Describe your institution’s international (EU and non-EU) strategy. Explain:
a) how you choose your partners
b) in which geographical area(s)
c) the most important objectives and target groups of your mobility activities (with regard to staff and students in first, second and third cycles, including study and training, and short cycles). If applicable, also explain how your institution participates in the development of double/multiple/joint degrees.
a) Internationalisation is a tool for cultivating content and a key element of sustainable quality development. Therefore, the partner institutions and organisations are chosen as a result of careful consideration, based on the level of education and expertise. We expect to see mutual interests and compatibility in order to achieve fruitful cooperation. We aim to benefit from each other’s strengths and thus contribute to continuing development and increased quality. The cooperation is evaluated and discussed between the institutions, especially in the cases of strategic partnerships.
b) The university already has networks and partner institutions all over Europe, as well as in the USA, Russia, Japan, China, Taiwan, Australia and various African countries. Cooperation is most active with selected Nordic institutions, with which we have formed strategic partnerships in order to run joint study programmes. However, we view cooperation with third countries valuable from the aspect of global responsibility and capacity building.
c) The most important objective is the quality development. This includes concrete aims, such as: increased student-, teacher- and staff mobility, promotion of internationalisation at home, carefully planned participation in EU-funded programmes, an active role in the development of higher education in the arts, curriculum development, systematic evaluation (including creative benchmarking), quality assurance, long-term partnerships, development of joint programmes and joint degrees (e.g. Erasmus Mundus), promoting student placements and life-long learning in order to prepare students for international working environments.
The mobility actions are possible, and also encouraged in all three cycles: Bachelor, Master and Doctoral studies.

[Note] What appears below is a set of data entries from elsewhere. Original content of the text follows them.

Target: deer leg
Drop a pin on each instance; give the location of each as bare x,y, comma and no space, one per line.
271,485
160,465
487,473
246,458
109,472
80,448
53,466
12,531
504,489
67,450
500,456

We want to include all students and staff members in internationalisation. In case a longer mobility period is not possible, participation in a shorter project such as IP or an Erasmus master class is encouraged. Teachers and staff with limited or no earlier international experience are invited to join mobility activities.
Strategy for international cooperation projects
Describe your institution’s strategy for the organisation and implementation of international (EU and non-EU) cooperation projects in teaching and training in relation to projects implemented under the Programme.
The involvement of the University of the Arts Helsinki in European cooperation projects is carefully considered and planned. The decisions are based on the strategical aims for international cooperation and the expected outcomes in relation to needed resources. The impacts on participating students and staff will be considered before commitment. However, as UNIARTS aims to be a European pioneer forum for arts, education and research, an active role in European projects is expected. We are looking for possibilities where the university can enhance strong interaction between the arts, education and research, and promote its quality and social impact.
The expected impact
Explain the expected impact of your participation in the Programme on the modernisation of your institution (for each of the 5 priorities of the Modernisation Agenda*) in terms of the policy objectives you intend to achieve.
The University of the Arts Helsinki acts as the only arts university in Finland. As a result, we are responsible for producing graduates who meet the needs and expectations of the highest professional tier in each arts field. This includes individuals with expertise in the most specific artistic disciplines. Our participation in the Erasmus programme helps us to ensure that we fulfil this strategic aim, as the arts are an integral value in society.
The process we follow in programme activity is one of transparency, which also stipulates that every individual has the opportunity to participate in a capacity which is most appropriate for them (i.e. shorter and longer exchanges, etc.) and which complements their development into qualified professionals. For students this means the programme may be incorporated into their individual study plan, whilst with teachers this comes in the form of the individual work plan.